Other posters have given links to libraries that will do this for you, but it seem like you're trying to build this into your language. My first thought is: are you sure you need to do that? Most languages would use an add-on library as others have suggested.
Assuming you're writing a compiler and you do need this feature, you could implement integer arithmetic functions for arbitrarily large values in assembly.
For example, a simple (but non-optimal) implementation would represent the numbers as Binary Coded Decimal. The arithmetic functions could use the same algorithms as you'd use if you were doing the math with pencil and paper.
Also, consider using a specialized data type for these large integers. That way "normal" integers can use the standard 32 bit arithmetic.
My prefered approach would be to use my current int type for 32-bit ints(or maybe change it to internally to be a long long or some such, so long as it can continue to use the same algorithms), then when it overflows, have it change to storing as a bignum, whether of my own creation, or using an external library. However, I feel like I'd need to be checking for overflow on every single arithmetic operation, roughly 2x overhead on arithmetic ops. How could I solve that?

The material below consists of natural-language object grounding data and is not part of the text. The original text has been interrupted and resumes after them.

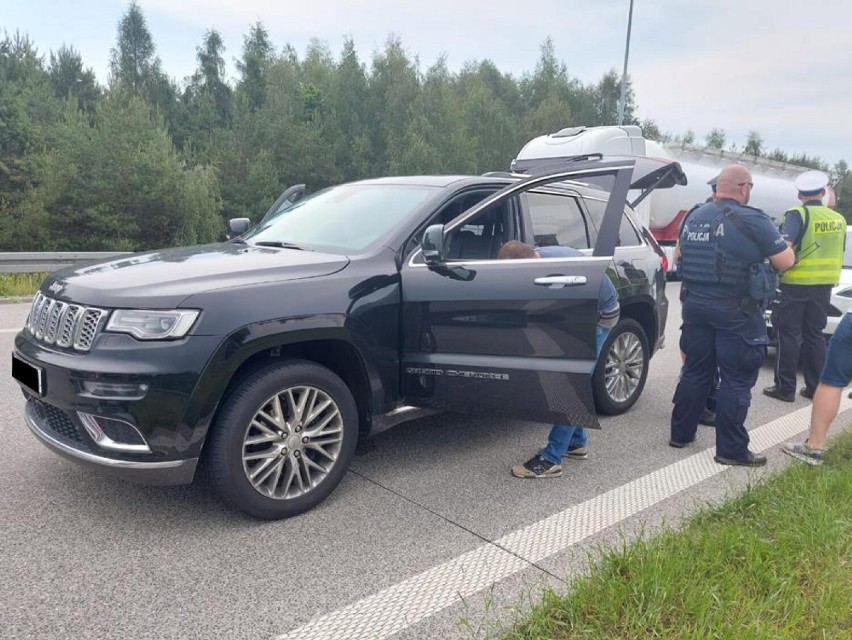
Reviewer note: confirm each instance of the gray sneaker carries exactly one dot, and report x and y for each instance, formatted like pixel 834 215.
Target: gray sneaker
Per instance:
pixel 801 451
pixel 578 453
pixel 537 467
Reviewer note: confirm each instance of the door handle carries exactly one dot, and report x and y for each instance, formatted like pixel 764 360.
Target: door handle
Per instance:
pixel 558 282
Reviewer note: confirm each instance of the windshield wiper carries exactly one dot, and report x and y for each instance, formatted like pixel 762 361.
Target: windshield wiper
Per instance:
pixel 279 244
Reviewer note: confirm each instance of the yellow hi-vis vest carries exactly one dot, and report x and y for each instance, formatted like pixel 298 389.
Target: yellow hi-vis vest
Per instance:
pixel 819 256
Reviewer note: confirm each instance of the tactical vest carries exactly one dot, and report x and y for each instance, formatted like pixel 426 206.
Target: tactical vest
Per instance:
pixel 703 260
pixel 819 255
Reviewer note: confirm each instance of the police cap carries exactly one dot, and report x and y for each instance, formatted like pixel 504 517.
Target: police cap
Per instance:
pixel 811 183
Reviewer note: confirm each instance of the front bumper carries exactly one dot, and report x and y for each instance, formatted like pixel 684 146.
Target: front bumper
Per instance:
pixel 56 437
pixel 154 436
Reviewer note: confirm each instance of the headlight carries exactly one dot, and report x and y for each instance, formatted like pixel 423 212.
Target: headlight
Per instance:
pixel 151 325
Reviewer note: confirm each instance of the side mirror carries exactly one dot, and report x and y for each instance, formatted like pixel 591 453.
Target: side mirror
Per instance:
pixel 432 244
pixel 238 226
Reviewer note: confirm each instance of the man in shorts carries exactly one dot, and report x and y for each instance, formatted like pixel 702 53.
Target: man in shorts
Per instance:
pixel 836 374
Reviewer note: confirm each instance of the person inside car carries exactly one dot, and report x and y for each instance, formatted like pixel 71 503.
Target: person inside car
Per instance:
pixel 564 440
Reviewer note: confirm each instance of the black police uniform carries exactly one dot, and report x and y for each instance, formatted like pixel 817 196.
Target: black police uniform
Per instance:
pixel 722 324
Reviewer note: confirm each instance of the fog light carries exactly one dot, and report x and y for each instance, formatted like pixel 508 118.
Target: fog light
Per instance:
pixel 115 390
pixel 117 435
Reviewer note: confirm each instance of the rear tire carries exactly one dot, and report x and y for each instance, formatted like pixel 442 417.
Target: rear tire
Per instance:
pixel 283 440
pixel 622 368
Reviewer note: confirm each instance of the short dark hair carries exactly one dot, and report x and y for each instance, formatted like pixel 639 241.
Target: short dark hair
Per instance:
pixel 516 250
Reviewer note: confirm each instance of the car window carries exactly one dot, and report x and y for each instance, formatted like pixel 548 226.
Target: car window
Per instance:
pixel 627 234
pixel 558 220
pixel 345 218
pixel 481 236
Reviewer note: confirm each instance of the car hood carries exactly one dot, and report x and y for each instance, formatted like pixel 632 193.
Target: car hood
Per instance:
pixel 163 279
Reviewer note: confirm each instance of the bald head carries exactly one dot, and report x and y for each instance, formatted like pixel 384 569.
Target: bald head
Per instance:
pixel 734 182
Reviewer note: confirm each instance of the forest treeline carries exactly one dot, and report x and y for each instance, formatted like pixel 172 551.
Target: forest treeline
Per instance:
pixel 147 162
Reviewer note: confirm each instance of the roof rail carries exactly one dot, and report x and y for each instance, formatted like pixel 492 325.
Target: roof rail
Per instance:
pixel 545 164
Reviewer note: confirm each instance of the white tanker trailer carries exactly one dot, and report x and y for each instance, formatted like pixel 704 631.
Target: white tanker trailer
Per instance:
pixel 663 211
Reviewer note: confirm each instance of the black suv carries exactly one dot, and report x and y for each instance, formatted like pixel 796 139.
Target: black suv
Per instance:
pixel 266 357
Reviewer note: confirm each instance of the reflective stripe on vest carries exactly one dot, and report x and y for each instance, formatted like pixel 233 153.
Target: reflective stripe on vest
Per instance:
pixel 820 256
pixel 702 260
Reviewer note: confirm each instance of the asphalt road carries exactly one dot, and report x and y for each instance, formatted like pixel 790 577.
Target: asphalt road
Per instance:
pixel 85 556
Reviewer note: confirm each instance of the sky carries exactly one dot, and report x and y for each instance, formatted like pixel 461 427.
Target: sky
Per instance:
pixel 779 67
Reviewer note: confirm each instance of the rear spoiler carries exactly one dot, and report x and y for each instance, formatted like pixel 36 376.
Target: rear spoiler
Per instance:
pixel 648 173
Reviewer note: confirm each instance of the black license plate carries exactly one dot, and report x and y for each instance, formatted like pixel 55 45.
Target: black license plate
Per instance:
pixel 28 375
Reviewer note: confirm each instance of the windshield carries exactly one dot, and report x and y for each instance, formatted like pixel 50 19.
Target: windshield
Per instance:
pixel 348 217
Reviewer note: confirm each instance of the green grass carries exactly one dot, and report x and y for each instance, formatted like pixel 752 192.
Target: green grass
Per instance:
pixel 774 562
pixel 20 284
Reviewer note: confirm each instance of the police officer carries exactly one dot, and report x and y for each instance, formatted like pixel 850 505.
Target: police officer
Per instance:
pixel 816 234
pixel 708 415
pixel 724 245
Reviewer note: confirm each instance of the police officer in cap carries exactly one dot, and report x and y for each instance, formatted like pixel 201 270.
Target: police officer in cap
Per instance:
pixel 816 234
pixel 724 247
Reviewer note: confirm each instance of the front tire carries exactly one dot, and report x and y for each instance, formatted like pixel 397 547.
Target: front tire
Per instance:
pixel 283 440
pixel 622 369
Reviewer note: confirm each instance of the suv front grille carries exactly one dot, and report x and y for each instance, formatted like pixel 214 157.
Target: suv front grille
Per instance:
pixel 55 421
pixel 64 324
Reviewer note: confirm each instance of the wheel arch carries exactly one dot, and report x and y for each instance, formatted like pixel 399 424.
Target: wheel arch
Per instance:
pixel 643 313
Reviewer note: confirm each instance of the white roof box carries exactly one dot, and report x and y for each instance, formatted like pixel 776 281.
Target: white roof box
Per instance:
pixel 576 141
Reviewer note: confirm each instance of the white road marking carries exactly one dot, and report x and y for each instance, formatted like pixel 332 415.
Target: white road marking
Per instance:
pixel 400 606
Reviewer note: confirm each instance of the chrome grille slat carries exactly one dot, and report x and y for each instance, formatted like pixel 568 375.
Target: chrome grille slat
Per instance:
pixel 64 324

If I were implement my own language and want to support arbitrary length numbers, I will use a target language with the carry/borrow concept. But since there is no HLL that implements this without severe performance implications (like exceptions), I will certainly go implement it in assembly. It will probably take a single instruction (as in JC in x86) to check for overflow and handle it (as in ADC in x86), which is an acceptable compromise for a language implementing arbitrary precision. Then I will use a few functions written in assembly instead of regular operators, if you can utilize overloading for a more elegant output, even better. But I don't expect generated C++ to be maintainable (or meant to be maintained) as a target language.
Or, just use a library which has more bells and whistles than you need and use it for all your numbers.
As a hybrid approach, detect overflow in assembly and call the library function if overflow instead of rolling your own mini library.